Like every real, honest-to-God writer, I am on a journey. Like all the good ones and the great ones, I am compelled to find it…

“What is it?” you ask.

“I don’t know,” I answer. “But I’ll know it when I see it.”

“The answer?” you ask. “The secret to everything? Life, the universe, and everything? The equation that unifies all the theories that physicists instinctively know are all one thing? The treasure that pays for everything?”

Yes. That. The subject of the next book. The next idea. Life after death. The most important answer.

And I honestly believe that once found, then you die. Life is over. You have your meaning and purpose. You are fulfilled. Basically, I am writing and thinking and philosophizing to find the justification I need to accept the end of everything.

Leah Cim Reyeb is me, Michael Beyer written backwards.

And you know what? The scariest thing about this post is that I never intended to write these particular words when I started typing. I was going to complain about the book-review process. It makes me think that, perhaps, I will type one more sentence and then drop dead. But maybe not.

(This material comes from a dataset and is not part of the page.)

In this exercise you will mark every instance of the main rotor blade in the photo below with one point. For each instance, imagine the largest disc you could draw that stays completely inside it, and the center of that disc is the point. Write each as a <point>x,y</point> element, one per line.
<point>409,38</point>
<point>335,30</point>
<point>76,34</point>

I don’t think I’ve found it yet.

The thing I am looking for, however, is not an evil thing. It is merely the end of the story. The need no longer to tell another tale.

When a book closes, it doesn’t cease to exist. My life is like that. It will end. Heck, the entire universe may come to an end, though not in our time. And it will still exist beyond that time. The story will just be over. And other stories that were being told will continue. And new ones by new authors will begin. That is how infinity happens.

I think, though, that the ultimate end of the Bookish Journey lies with the one that receives the tale, the listener, the reader, or the mind that is also pursuing the goal and thinks that what I have to say about it might prove useful to his or her own quest.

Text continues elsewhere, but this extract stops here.